Corrida à Inteligência Artificial

‘Disrupção’ e ‘exponencialidade’  não são palavras familiares. Mas se há uma certeza quanto ao futuro, é que elas farão parte dele. 

Quer dar um pulinho ao futuro? Vamos lá, aperte o cinto. 

Carne sintetizada em laboratório (vamos terminar com a fome no mundo e preservar o ambiente). Entregas de comida fresca ao domicílio feitas em menos de cinco minutos por drones (adeus supermercado, adeus frigorífico). Reprogramação genética (homem 1 – 0 doenças). Impressoras 3D (toda a logística como a conhecemos ficará obsoleta). 

Parece um lugar prometedor. Esta visão otimista foi partilhada em Portugal, Cascais, pelos quadros da Singularity University – um think-tank californiano que junta figuras de proa da academia na antevisão do progresso científico alimentado por tecnologias exponenciais. 

‘Disrupção’ e ‘exponencialidade’  não são palavras familiares. Mas se há uma certeza quanto ao futuro, é que elas farão parte dele.  

A exponencialidade tecnológica já está a ter profundos impactos económicos e políticos. 

Desde logo porque democratiza.

No século XVIII só os reis comiam gelados. Hoje todos temos frigoríficos em casa. 

No século XXI, milhões de pessoas em todo o mundo têm um telemóvel igual ao do Papa.

 

Para além de tornar as coisas mais acessíveis a todos, a exponencialidade tecnológica cria abundância. Jeffrey Rogers, da Singularity University, desafia-nos a olhar para a evolução do custo da sequenciação do ADN. Em 1997, a sequência completa custava 2,7 biliões de dólares. Mas menos de dez anos depois, em 2006, um processo científico complexo de biliões já tinha caído para 350 mil dólares. Em 2014, 1000 dólares. Em 2017 o custo de sequenciar o ADN caiu para uns impressionantes 100 dólares. Rodgers usa este exemplo para mostrar como o mundo está a fazer a transição entre dois modelos económicos: de um modelo linear para um modelo exponencial de crescimento económico. 
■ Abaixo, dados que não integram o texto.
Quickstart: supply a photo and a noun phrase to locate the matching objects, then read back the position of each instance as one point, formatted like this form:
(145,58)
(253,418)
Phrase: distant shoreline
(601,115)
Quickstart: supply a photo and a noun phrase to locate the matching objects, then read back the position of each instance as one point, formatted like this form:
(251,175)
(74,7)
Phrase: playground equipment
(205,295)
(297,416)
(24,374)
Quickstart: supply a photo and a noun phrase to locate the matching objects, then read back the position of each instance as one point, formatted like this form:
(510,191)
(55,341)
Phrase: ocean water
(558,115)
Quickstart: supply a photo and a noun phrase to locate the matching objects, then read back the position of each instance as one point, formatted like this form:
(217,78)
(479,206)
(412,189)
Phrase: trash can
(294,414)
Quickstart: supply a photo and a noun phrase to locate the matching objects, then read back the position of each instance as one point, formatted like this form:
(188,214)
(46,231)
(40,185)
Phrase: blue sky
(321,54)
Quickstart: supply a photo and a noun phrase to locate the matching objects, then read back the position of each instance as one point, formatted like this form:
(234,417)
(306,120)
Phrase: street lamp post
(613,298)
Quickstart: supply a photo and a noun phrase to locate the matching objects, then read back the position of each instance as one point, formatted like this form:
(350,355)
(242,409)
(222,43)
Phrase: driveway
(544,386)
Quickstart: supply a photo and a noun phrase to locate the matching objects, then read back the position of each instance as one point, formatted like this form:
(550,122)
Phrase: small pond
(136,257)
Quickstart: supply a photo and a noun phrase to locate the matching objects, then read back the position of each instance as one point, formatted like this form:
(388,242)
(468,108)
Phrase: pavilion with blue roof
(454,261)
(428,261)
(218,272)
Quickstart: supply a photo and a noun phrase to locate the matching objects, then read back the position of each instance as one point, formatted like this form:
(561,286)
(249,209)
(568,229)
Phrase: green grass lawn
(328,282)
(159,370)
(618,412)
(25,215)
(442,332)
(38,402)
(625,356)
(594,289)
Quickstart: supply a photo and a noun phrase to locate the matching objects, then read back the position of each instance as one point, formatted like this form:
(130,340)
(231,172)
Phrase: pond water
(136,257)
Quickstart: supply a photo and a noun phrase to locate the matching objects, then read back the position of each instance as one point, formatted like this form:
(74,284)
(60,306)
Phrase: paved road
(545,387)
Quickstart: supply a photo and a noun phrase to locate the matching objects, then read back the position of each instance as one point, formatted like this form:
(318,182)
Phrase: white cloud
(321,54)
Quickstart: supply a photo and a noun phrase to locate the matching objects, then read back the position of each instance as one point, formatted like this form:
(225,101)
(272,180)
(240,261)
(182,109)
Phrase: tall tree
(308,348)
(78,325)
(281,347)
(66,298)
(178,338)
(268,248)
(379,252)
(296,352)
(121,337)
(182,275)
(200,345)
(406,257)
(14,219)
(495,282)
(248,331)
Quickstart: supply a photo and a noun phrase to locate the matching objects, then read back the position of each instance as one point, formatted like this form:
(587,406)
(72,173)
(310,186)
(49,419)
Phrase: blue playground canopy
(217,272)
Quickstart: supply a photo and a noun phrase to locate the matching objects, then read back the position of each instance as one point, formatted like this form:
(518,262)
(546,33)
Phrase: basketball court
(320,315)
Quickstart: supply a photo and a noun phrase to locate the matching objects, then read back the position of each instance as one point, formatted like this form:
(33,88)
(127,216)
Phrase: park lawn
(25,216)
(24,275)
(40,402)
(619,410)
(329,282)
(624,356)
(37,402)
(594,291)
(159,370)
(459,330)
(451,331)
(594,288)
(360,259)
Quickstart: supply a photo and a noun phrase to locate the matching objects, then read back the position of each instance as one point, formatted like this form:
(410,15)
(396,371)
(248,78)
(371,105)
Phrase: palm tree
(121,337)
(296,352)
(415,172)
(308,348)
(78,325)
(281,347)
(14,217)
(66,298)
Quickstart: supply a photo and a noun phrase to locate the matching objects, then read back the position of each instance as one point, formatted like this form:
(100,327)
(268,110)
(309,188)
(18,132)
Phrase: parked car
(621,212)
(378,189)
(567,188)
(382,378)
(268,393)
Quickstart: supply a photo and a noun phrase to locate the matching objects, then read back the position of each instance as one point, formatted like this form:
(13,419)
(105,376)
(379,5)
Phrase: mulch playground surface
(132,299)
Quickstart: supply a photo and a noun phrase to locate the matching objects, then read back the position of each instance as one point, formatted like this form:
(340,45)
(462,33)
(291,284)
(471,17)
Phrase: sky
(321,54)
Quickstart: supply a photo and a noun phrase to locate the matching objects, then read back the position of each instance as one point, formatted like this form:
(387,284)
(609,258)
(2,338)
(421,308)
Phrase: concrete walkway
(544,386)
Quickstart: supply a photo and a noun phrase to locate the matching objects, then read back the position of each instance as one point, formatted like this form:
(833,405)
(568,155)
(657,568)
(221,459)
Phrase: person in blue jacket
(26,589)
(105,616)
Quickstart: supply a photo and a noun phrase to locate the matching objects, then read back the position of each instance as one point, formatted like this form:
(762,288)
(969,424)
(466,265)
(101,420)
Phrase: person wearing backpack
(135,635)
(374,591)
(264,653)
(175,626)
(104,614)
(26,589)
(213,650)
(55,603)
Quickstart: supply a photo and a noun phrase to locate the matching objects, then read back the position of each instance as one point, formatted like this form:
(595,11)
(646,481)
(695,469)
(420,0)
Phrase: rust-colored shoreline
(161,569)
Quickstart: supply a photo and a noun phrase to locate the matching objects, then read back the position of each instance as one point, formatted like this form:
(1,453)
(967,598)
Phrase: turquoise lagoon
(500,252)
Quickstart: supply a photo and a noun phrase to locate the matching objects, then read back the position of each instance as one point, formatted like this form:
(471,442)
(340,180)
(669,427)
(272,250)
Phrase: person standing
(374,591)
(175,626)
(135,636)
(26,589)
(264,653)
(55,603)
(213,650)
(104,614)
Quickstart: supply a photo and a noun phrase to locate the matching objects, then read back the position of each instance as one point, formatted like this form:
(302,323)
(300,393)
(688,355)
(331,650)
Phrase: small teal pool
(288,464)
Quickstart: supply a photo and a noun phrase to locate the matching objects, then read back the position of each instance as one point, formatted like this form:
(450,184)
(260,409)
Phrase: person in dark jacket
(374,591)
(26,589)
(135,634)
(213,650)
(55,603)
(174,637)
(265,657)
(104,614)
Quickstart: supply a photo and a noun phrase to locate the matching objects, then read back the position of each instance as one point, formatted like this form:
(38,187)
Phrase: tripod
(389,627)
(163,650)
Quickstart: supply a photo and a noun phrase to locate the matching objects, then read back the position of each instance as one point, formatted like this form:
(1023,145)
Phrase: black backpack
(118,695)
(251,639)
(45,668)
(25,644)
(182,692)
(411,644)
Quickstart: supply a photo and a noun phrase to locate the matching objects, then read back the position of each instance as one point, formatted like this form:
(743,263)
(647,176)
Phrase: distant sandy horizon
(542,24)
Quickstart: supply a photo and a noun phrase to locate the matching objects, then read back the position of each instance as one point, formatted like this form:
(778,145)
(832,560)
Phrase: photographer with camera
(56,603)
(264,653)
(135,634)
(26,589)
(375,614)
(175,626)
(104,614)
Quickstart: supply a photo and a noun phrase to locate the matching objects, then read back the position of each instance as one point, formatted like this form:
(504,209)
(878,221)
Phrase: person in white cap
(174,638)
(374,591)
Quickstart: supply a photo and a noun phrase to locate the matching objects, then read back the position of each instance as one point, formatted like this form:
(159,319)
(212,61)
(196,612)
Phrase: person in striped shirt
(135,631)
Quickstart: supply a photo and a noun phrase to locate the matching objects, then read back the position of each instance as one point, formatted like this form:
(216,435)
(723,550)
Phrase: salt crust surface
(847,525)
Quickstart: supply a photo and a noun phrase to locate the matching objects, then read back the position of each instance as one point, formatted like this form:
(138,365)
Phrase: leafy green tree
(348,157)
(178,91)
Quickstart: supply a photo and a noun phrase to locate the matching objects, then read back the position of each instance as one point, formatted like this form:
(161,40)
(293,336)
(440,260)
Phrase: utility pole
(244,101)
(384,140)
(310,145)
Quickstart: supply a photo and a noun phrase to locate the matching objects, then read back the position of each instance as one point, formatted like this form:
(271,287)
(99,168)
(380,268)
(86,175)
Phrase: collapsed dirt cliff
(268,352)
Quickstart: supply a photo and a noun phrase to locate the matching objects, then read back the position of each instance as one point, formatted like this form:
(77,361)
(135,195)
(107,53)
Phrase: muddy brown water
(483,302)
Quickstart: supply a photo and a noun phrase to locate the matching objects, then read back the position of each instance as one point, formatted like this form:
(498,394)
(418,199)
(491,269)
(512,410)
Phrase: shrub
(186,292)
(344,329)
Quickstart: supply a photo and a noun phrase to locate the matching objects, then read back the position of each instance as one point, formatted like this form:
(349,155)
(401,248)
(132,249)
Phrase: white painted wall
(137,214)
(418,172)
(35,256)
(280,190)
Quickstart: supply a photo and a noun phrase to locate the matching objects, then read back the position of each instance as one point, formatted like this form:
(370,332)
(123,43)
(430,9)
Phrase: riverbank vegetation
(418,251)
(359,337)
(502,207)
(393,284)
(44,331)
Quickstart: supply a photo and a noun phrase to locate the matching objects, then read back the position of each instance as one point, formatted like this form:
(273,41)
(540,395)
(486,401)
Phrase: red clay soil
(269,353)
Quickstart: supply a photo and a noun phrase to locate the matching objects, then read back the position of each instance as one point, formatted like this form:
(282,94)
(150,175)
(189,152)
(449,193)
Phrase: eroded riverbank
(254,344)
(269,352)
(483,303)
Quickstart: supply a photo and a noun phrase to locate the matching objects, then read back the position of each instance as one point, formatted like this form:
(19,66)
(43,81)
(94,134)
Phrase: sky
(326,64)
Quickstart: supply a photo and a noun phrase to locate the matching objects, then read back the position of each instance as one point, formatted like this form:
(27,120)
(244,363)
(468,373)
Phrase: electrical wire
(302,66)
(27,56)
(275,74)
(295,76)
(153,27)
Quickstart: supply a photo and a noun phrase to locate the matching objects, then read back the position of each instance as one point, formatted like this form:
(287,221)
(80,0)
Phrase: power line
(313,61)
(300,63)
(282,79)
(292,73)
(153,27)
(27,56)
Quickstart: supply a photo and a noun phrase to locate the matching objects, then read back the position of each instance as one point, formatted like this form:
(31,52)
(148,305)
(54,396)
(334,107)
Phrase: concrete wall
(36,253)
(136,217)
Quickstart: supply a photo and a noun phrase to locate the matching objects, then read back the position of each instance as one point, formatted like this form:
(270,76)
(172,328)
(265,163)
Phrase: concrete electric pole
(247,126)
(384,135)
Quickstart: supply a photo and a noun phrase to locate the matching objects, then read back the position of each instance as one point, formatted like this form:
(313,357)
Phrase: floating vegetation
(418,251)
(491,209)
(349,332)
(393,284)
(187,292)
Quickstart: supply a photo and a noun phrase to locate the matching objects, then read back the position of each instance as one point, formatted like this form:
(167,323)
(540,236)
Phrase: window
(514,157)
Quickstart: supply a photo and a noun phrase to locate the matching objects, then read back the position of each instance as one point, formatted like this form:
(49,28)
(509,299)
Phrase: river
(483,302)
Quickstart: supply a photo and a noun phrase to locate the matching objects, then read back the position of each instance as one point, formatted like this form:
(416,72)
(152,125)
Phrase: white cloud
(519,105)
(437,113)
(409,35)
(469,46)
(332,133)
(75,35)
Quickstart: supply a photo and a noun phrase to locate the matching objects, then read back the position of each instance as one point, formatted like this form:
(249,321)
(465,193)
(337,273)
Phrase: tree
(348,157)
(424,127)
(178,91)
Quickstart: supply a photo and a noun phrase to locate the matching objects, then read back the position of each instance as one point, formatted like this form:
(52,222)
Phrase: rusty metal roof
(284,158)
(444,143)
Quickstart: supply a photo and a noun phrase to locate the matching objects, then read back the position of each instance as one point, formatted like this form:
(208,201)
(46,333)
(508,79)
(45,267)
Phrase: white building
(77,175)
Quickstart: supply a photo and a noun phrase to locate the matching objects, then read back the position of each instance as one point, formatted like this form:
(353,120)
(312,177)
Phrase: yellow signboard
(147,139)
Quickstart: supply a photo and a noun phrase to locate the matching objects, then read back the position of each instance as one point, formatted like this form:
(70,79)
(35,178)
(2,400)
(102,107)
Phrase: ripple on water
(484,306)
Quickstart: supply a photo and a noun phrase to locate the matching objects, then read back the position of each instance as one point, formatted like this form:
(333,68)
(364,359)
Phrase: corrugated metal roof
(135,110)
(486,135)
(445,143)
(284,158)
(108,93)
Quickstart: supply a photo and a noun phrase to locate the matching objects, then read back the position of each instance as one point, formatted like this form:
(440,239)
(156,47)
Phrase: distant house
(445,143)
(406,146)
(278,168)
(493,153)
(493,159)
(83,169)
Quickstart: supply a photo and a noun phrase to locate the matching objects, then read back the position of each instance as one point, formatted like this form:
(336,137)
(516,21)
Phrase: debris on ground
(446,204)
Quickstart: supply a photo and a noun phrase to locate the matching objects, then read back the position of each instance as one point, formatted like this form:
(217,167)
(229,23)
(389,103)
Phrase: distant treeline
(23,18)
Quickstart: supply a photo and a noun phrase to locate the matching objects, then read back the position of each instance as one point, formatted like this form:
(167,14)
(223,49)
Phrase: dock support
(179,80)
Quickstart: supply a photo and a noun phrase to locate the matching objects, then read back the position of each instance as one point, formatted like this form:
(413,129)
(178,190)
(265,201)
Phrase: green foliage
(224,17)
David Roberts, outro quadro da Singularity University, chama a atenção para a forma como a evolução tecnológica causa disrupção. De empresas, conglomerados, economias inteiras. Olhe para estes números: em 1920 uma empresa americana tinha uma esperança média de vida de 67 anos. Hoje quem está no S&P500 não passa da adolescência: 15 anos de esperança média de vida. O ritmo da mudança é dramático. «40% do S&P500 vai pura e simplesmente desaparecer em dez anos», vaticina Roberts. Quando olhamos para o negócio dos grandes operadores logísticos no tempo das impressoras 3D conseguimos certamente perceber o ponto de Roberts.    

Várias questões emergem no debate sobre o impacto da exponencialidade e da disrupção tecnológica. 

 

A primeira é, obviamente, de propósito. A robotização promete tocar todos os aspetos da nossa vida e a economia caminha para a pós-escassez. Mas se há tudo para todos, se o trabalho passa a ser uma função secundária para os humanos, qual é o propósito da vida? 

 

A segunda questão tem a ver com liberdade e uniformidade. Os robôs jogam xadrez. Criam ‘arte’. Constroem tudo e mais alguma coisa. Escrevem peças de ‘literatura’ e o que lemos em alguns sites de notícias das mais respeitadas redações do mundo. Os graus de centralização e uniformização são assustadores. Por outro lado, a ‘eletrificação’ da sociedade também tem custos do ponto de vista da liberdade. Os dados são o sistema vascular desta sociedade. A forma como esses dados são obtidos para promoverem o sistema está muito longe de ser uma questão resolvida.  

Do ponto de vista político macro, é hoje claro que a corrida espacial da Guerra Fria tem sucessor na corrida pelo domínio da Inteligência Artificial.  

 

China e Estados Unidos lutam corpo a corpo para ter a supremacia nesta área que concede vantagens militares, económicas e preditivas cruciais.   

A China está a fazer uma evolução com saltos abruptos. Com investimentos de 12 biliões de dólares em 2017, e uma previsão de gastos de 70 biliões em 2020, Pequim quer ser o poder tecnológico hegemónico em 2025. 

Tem dinheiro. Tem vontade política. E, mais importante, tem acesso a dados dos cidadãos numa escala diluviana. Ainda acha que o futuro é prometedor?